Reason #2 Franchise potential. Okay, so I’m just guessing on this one. I scoured the internet for any news about a Superhost sequel, but found nothing other than some idle speculation on Reddit.
This does seem like a decent formula for a series, though. Rebecca could move around to different vacation hotspots, each time targeting a new crop of travel vloggers. It could work, but so far, there doesn’t seem to be any sign that this is going to happen.
The Vanishing (1988)
Although it doesn’t have much explicit violence, The Vanishing (the original Dutch version, not the American remake) isn’t far from Henry: Portrait of a Serial Killer in terms of ranking very high on the disturb-o-meter. Rex (Gene Bervoets) and his girlfriend Saskia (Johanna ter Steege) are a Dutch couple vacationing in France. Their trip is derailed when Saskia mysteriously disappears at a gas station.

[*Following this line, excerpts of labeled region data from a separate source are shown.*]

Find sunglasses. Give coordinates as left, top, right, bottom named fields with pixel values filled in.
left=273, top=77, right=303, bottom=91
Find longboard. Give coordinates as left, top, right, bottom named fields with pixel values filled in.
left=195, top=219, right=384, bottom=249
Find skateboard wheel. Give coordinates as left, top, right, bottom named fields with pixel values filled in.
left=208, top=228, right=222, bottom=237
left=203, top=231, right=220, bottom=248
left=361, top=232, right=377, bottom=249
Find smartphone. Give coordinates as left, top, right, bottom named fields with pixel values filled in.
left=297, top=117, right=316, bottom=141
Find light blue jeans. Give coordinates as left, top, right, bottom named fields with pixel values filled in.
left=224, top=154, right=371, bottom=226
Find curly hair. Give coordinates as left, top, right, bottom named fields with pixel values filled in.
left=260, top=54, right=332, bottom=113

The devastated Rex searches for her for three years, obsessed with finding the truth about her fate. He receives a series of letters by a man claiming to be her kidnapper. The man, who turns out to be a sociopathic college professor named Raymond, eventually reaches out to Raymond in person. He promises to tell him Saskia’ fate as long as he doesn’t alert the authorities. Raymond and Rex embark on a bizarre road trip, which culminates in Rex drinking drugged coffee and passing out.
In the film’s notorious ending, Rex wakes up and realizes that he has been buried alive – presumably the same fate as Saskia. Meanwhile, Raymond relaxes at home with his family, content that he has tied up loose ends and will never face justice for his crimes.
Reason #3 Theme. Like Henry, The Vanishing is about the banality of evil. Raymond seems like an ordinary guy. He’s a teacher, husband, and father. No one would suspect him of any wrongdoing, yet he’s a monster.
Watch The Vanishing on Amazon Prime
Too depressing?
It has struck me while writing this post that this is probably the most depressing group of movies I’ve ever written about. To be fair some of these are dark comedies, like Creep and Superhost. But most of them are pretty damn disturbing!
One common thread with all these movies is that the antagonists are significantly smarter than the protagonists. In that sense, it’s logical that the villains prevail. Still, these movies definitely aren’t for everyone.